In the present case, it stands admitted on the pleadings that the defendants have confessed the plaintiff action for the whole amount of his share of the present value of the assets of the bank. There can be no hardship in holding him to this, because, by the provisions of the statute, if anything more should be realized out of the assets of the bank, he is to have his share.

This view of the case entirely avoids all question as to the constitutionality of the statute under consideration, because there never was and contract on the part of this bank to pay any more than the *Page 477 plaintiff's share what should be found to be the actual value of the deposits.

The charter of the bank, as well as the general law of New Hampshire, provides that the legislature may at any time amend, alter, or repeal the charter, but always so as not to affect any existing rights or liabilities. The charter of this bank must be taken, therefore, to be now amended by the provisions of the act.

It should be remembered that this case comes up on a demurrer to a plea by which, as I think, it is substantially admitted that the plaintiff's share of the assets of the bank amounts to no more than the sum confessed, so that the question is distinctly raised whether the plaintiff can recover more than his share of the assets of the bank.

From the charter of the bank, taken in connection with the general law — Gen. Stats., ch. 152, and Comp. Stats., ch. 148 — I infer that the depositors are entitled to their shares of the profits and bound to bear their shares of the losses according to the amount of their deposits, and each depositor is entitled to his share of the assets of the bank. I do not think there is any contract, express or implied, on the part of the bank, to pay any more.

With this view of the matter, I confess I do not see any room for the intervention of a bankrupt law at all, if there are no claims against the bank excepting those of the depositors. How can it be said, in any just sense, that the bank, under such circumstances, is owing debts which it cannot pay? Nor can I see of what use a certificate of discharge would be. The depositors are entitled to the aid of the statute, and, in the absence of statute provision, to the aid of chancery, to effect a fair distribution of the assets.

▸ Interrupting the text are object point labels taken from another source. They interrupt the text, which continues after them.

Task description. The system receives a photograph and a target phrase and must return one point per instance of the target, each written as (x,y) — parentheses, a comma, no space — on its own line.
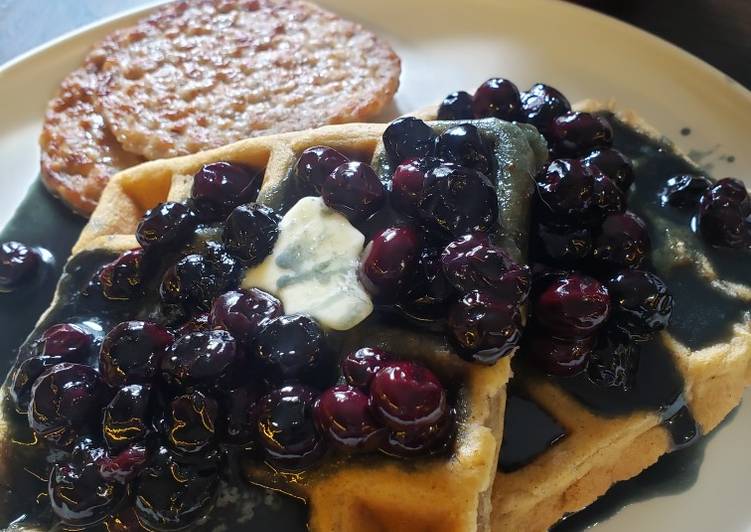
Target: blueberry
(132,351)
(250,232)
(642,304)
(345,418)
(457,201)
(200,359)
(613,164)
(497,97)
(359,366)
(18,264)
(354,190)
(572,306)
(484,327)
(244,312)
(388,262)
(287,431)
(290,347)
(219,187)
(463,145)
(122,279)
(456,106)
(407,138)
(316,163)
(542,104)
(575,134)
(167,224)
(623,241)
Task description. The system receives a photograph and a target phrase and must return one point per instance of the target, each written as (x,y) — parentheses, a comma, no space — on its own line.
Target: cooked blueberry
(221,186)
(463,145)
(360,366)
(122,278)
(472,262)
(542,104)
(66,403)
(171,495)
(457,201)
(407,138)
(484,327)
(572,306)
(456,106)
(23,376)
(575,134)
(642,304)
(316,163)
(613,164)
(190,422)
(131,352)
(126,418)
(557,356)
(388,262)
(287,431)
(499,98)
(407,396)
(566,188)
(167,224)
(354,190)
(18,263)
(80,496)
(623,241)
(345,418)
(251,231)
(244,312)
(199,359)
(290,347)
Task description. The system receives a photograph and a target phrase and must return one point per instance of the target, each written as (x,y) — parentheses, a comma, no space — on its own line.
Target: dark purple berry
(641,302)
(499,98)
(126,418)
(18,263)
(167,224)
(389,261)
(407,396)
(572,306)
(542,104)
(484,327)
(345,418)
(457,201)
(575,134)
(456,106)
(316,163)
(287,431)
(463,145)
(199,359)
(66,403)
(354,190)
(221,186)
(122,279)
(290,347)
(244,312)
(613,164)
(131,352)
(407,138)
(360,366)
(250,232)
(623,241)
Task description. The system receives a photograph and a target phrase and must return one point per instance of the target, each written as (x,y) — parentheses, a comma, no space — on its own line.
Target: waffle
(449,493)
(599,451)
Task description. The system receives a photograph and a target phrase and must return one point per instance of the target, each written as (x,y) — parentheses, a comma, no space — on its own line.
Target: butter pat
(313,267)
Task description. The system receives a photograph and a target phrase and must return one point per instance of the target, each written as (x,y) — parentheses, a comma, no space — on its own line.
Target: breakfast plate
(701,109)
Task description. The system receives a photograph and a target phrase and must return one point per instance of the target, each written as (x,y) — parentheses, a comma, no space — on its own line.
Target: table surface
(717,31)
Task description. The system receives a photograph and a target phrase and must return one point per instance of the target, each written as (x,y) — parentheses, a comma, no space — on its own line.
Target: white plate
(450,45)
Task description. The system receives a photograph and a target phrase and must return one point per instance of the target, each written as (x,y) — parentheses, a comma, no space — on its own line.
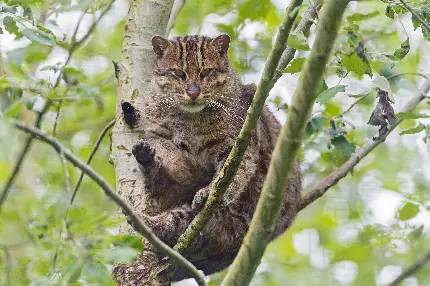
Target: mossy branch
(143,229)
(269,206)
(332,179)
(229,170)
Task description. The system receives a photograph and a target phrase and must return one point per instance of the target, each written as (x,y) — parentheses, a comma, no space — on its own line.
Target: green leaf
(29,102)
(50,68)
(14,109)
(411,115)
(343,144)
(381,82)
(295,66)
(360,17)
(95,273)
(10,26)
(27,13)
(324,96)
(356,64)
(394,9)
(298,42)
(123,254)
(416,233)
(314,125)
(400,53)
(414,130)
(73,272)
(39,37)
(389,12)
(408,211)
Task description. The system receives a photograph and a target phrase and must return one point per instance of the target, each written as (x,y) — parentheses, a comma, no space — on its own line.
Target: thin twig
(303,27)
(66,173)
(289,141)
(78,184)
(355,158)
(39,118)
(57,118)
(177,7)
(110,192)
(424,23)
(90,158)
(411,270)
(226,175)
(7,264)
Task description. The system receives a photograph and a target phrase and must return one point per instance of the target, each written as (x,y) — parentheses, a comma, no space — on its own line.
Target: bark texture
(144,20)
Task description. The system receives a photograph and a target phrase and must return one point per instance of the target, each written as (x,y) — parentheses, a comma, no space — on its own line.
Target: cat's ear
(221,43)
(160,44)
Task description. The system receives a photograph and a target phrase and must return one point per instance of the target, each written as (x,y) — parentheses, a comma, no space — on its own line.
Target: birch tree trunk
(145,19)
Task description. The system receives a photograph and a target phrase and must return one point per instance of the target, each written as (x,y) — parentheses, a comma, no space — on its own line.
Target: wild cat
(194,112)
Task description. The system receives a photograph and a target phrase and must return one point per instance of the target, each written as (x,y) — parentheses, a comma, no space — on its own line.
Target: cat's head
(192,72)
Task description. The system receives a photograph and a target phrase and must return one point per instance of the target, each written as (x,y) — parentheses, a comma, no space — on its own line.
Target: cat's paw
(200,199)
(144,154)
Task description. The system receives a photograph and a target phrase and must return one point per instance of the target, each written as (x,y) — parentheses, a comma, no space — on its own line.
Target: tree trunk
(144,20)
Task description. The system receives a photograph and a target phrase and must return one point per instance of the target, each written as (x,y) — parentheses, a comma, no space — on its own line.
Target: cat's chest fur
(203,136)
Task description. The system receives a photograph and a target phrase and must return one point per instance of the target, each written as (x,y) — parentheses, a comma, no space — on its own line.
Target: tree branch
(78,184)
(355,158)
(424,23)
(39,118)
(234,159)
(303,27)
(411,270)
(283,157)
(127,209)
(90,158)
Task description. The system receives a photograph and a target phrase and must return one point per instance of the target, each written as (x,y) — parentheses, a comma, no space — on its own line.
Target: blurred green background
(364,231)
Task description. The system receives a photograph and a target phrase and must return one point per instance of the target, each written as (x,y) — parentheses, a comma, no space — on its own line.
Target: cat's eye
(206,73)
(179,74)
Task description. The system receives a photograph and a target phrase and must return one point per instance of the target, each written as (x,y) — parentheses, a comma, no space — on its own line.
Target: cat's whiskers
(230,112)
(237,103)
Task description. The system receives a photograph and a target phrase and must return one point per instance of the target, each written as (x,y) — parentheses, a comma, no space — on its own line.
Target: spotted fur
(186,142)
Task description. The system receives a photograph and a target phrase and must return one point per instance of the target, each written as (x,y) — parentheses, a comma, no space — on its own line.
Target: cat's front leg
(159,158)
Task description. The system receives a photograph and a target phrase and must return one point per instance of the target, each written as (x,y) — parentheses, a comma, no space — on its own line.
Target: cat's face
(192,72)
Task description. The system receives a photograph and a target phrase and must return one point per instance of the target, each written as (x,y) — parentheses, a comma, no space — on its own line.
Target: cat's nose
(193,91)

If there were anything conclusive as to the final result in the action under the statute of 1874, I should be extremely doubtful of its constitutionality, in so far as it attempted to provide for a permanent adjudication without notice to all the parties who are entitled to be heard.

The statute, however, does not, as I understand it, propose any final result, or deprive the depositors of the right to a full hearing before the proper tribunal for the purpose of determining the exact value of each depositor's share. There is nothing in the act under consideration, which I can see, which purports to interfere with or prevent the statutory provisions for winding up such banks whenever the bank commissioners think it expedient. The statute furnishes a very convenient mode by which the bank can be put in condition to go on if the depositors acquiesce; but it does not, that I can see, present the plaintiff, or any other depositor, from applying to the commissioners, and putting in motion the statutory provisions for winding up the bank and dividing the deposits.

Neither does it, in any way that I can see, interfere with the operation of the bankrupt law, if the bank should be so situated as to come within its provisions, — i. e., if it should be found to be owing debts which it could not pay, — to which the bankrupt law could apply. I do not now see how the claims of the depositors to their shares of the *Page 478 capital stock or deposits can be considered such a debt; but that need not be determined here.